Irène Schweizer

November 1, 2006

First Choice: Piano Solo KKL Luzern

Intakt CD 108

Not altering her style one whit despite the location, Irène Schweizer, Switzerland’s pre-eminent improvising pianist, confirms her skills as a player, composer and interpreter on this CD, recorded live at Lucerne’s classical music concert hall whose initials are KKL.

Encompassing child-like fantasias, fortissimo slides and breaks plus internal string manipulated with mallets and toys, Schweizer’s seven pieces range across South African highlife dances, atonal European experimental timbres, and American blues and boogie woogie.
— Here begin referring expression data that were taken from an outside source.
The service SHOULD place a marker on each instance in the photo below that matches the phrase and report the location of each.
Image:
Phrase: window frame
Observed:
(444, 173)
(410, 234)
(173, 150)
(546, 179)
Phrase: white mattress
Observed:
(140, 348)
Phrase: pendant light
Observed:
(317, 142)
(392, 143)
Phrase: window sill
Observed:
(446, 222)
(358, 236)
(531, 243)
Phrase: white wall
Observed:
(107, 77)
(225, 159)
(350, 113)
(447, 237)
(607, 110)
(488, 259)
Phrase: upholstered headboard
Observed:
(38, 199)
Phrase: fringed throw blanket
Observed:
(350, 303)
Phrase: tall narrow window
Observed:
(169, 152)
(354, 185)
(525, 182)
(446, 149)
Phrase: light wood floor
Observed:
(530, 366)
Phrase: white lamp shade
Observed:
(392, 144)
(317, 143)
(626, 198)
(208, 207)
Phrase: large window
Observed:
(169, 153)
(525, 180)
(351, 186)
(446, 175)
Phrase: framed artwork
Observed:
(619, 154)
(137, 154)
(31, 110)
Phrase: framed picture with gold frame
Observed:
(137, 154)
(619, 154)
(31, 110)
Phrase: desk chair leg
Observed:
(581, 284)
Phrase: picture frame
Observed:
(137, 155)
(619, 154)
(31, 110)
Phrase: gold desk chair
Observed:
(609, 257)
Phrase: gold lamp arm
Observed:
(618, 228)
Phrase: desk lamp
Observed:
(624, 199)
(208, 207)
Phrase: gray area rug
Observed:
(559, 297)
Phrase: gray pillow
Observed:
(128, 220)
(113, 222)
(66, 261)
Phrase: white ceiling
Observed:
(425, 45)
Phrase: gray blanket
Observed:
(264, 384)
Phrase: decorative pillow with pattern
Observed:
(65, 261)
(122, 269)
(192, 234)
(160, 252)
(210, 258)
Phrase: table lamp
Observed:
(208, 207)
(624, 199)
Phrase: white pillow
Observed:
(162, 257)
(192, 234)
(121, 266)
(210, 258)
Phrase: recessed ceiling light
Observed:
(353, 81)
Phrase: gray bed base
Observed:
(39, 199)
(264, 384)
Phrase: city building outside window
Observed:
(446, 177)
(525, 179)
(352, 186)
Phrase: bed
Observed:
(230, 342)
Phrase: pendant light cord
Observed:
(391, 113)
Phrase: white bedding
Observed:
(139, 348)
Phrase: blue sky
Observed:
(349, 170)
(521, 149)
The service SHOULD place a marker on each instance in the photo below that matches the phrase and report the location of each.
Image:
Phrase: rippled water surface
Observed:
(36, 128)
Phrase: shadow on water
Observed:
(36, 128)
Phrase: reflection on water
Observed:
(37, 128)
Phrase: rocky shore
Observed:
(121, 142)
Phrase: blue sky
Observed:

During one number she effectively mocks the venue’s high culture pretensions by scratching the high gloss varnish of the building’s walls while reverberating bottleneck guitar-like slides with hand-stopped piano strings.

Commencing with an almost 19½-minute improvisation that introduces splayed waterfalls of notes, repetitive right-handed slurs plus vibrant, polyphonic overtones, she interpolates standard jazz licks and kwela references before concluding with passing chords and echoing string clusters.

With her touch thick and syncopated as often as it’s organic and gently balladic, the pianist’s Thelonious Monk-like cadences on one number foreshadow her jaunty, stride infused version of his “Oska T.” – the set’s only non-original – which concludes the official program. “Jungle Beats II”, her encore, is a jumpy and jocular summation of the proceedings, melding jazz’s rubato freedom with the recurring tremolo of South African dance themes.

In the fourth decade of her musical career, the Swiss pianist proves without dispute that a well appointed concert hall is one proper place to hear her music – should she want to play there.